Quid de la Loi de Relance : regards critiques sur le projet de loi n° 104/2020
Par Mahmoud Anis Bettaieb - Avant l’arrivée de la pandémie, les finances de l’Etat tunisien et la situation économique du pays en général n’étaient pas reluisantes, loin de là. A cette situation déjà désastreuse, s’ajoutent les ravages à venir des conséquences du Covid et ceux des semaines de confinement et de la fermeture des frontières.

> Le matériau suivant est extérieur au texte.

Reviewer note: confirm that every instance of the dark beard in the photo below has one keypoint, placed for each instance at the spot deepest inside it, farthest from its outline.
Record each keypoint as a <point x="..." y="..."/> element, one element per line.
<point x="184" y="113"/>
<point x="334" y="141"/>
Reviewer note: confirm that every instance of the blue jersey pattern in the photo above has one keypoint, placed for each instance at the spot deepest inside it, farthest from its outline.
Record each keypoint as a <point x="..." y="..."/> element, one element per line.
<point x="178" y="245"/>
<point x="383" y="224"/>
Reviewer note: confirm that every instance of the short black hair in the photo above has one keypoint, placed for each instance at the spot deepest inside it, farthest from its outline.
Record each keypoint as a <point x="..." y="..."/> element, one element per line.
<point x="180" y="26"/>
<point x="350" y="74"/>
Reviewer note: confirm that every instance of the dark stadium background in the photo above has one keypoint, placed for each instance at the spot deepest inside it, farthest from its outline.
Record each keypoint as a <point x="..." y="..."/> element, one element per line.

Face à tout cela, il fallait agir, il fallait décider et surtout anticiper. « Agir c’est combattre » disait Proudhon(1).
Les pays européens ont très tôt adopté un plan de relance commun, les Etats ont eux aussi pris des initiatives individuelles et promulgué des lois et des plans dits d’urgence, de relance ou encore de résilience et de reprise. Ces plans ont d’ailleurs à maintes fois revues (à la hausse des mesures et des dépenses).
La Tunisie, comme si elle était anesthésiée n’a rien fait de tout cela, excepté quelques tentatives du pompier E. Fakhfakh, à l’époque chef de gouvernement, et qui devait agir au plus vite pour maitriser les ravages de la pandémie. Il a été donc décidé et dans l’urgence absolue de quelques mesures au profit des entreprises et des salariés.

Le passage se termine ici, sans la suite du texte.